Simply writing where you are from gives us ladies nothing to go on. I automatically assume if you write that, then you’re looking for a little fling and that’s it.

Or:

“Best guy ever.” — New York Times

“Hot and funny.” — LA Times

“A keeper.” My mom.

 

The quotes? The first time I saw it, I thought it was cute and original. The. First. Time.

What to Put on Your Dating App Profile

First off — what do you want out to get out of the dating app? A relationship? A hookup? A new friend?

Save us time and spell it out. There’s nothing worse than getting into a convo with someone who seems awesome and then having them bust out with peaches and eggplants.

The guys who are honest and disclose they only want hook-ups — thank you. Really. Thank you. Because I know you’re not for me. You’re for someone. Just not me.

I know there are only 100 or so words on Bumble and you can do a bit more on Tinder, so break it down to this:

  • Where do you live? In Vegas, we get so many tourists, I never know who is here full-time or just breezing through
  • What do you want?
  • What makes you cool?
  • What do you like to do?

An example of a dope profile I’d swipe right on:

Las Vegas local who gives a shit about animals, seeing new places and hitting lesser known locales. Digs whisky, foreign cities with character, and good vibes. Loves veggies, wine and looking for a long-term partner-in-crime. Not allergic to cats.

I mean, that’s the guy I’m looking for (so, if it’s you, holler).

Communicating in App

Now, for the communicating. With Bumble, it’s ladies who take the lead. So, depending on how creative we get, it’s up to you to continue the convo. Responding and not leading to another question likely results in the end of the chat. I assume that if we match on one of these apps, you actually want to talk to me. Therefore, let’s talk.

On Tinder or other swiping apps, if you message first, please please please don’t start with any of the following:

“You’re hot.”

“Hi sexy.”

“Hey/Hi/Yo.”

Engage. It’s the best way to get a woman interested. If someone messages me that without anything else, I don’t respond. Because, why? Dating is a dance. And that first impression via messaging is important.

Take a minute and read her profile. Determine a question that shows you read her profile and ask. Then, start the convo. The best convos span a little, dig a little and then lead to asking for a number and, ultimately, asking the woman out.

What guys should -- and should not do -- on online dating apps.

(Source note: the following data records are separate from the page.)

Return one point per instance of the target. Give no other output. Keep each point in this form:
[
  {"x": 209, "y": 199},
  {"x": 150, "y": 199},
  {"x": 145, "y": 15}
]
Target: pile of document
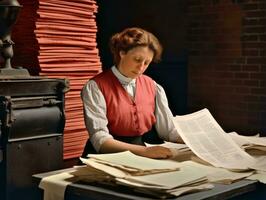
[
  {"x": 181, "y": 152},
  {"x": 66, "y": 36},
  {"x": 212, "y": 145},
  {"x": 162, "y": 178}
]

Also, if it’s clear from a profile that you aren’t what the woman is looking for, stop right there. For reals.

Pen pals are fun. If we are actually getting letters in the mail that are handwritten. Pen pals on dating apps are a waste of time. If you have no interest in asking a woman out, then there’s no point in continuing a conversation. Let it go.

Not interested? Get back together with your ex? Meet someone else? Please don’t ghost. It’s so damn rude if you are mid-convo. Instead, a simple: “Hey, you’re rad and all, but I think right now isn’t the best time for us to continue getting to know each other.”

End. Of. Story.

If you reach out to a woman and she doesn’t respond immediately, don’t follow-up to check on her. Give it a day or two or three. And, if she still doesn’t respond, definitely don’t message her and be all “hey, are you not interested or what?” Starting to send numerous unanswered messages is your kiss of death. Promise. Chill out. Let it be. If she’s into you, or interested, she will respond.

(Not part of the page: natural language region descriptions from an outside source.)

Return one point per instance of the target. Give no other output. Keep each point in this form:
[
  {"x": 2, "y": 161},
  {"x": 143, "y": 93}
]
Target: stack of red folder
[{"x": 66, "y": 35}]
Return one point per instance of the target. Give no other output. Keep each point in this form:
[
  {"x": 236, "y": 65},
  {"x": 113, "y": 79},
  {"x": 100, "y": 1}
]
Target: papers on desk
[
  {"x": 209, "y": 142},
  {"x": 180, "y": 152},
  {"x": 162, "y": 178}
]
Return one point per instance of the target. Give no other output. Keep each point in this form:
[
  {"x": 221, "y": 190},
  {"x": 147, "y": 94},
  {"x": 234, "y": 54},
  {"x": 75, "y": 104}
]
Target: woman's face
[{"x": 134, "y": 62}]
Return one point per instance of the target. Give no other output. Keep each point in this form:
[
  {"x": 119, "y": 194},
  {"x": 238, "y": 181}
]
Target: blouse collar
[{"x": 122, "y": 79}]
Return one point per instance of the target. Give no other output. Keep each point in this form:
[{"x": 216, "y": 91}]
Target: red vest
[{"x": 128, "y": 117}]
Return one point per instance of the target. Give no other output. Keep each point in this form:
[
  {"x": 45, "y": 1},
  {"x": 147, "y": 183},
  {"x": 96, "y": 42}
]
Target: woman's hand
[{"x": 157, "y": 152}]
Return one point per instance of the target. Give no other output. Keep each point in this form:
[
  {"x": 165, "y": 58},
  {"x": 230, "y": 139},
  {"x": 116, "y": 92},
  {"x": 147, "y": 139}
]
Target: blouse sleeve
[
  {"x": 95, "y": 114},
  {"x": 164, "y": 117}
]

Sometimes, we get a little swipe happy and may swipe on someone we didn’t think was a match. It’s not a rule to respond to every person who messages, just like you don’t have to respond to every message you get. I get the hint. You get the hint. Hopefully, others get the hint, too.

Go forth, into the wild west of dating apps where no rules apply, but really, they should. And men, please let us know what you like/don’t like on dating apps, too!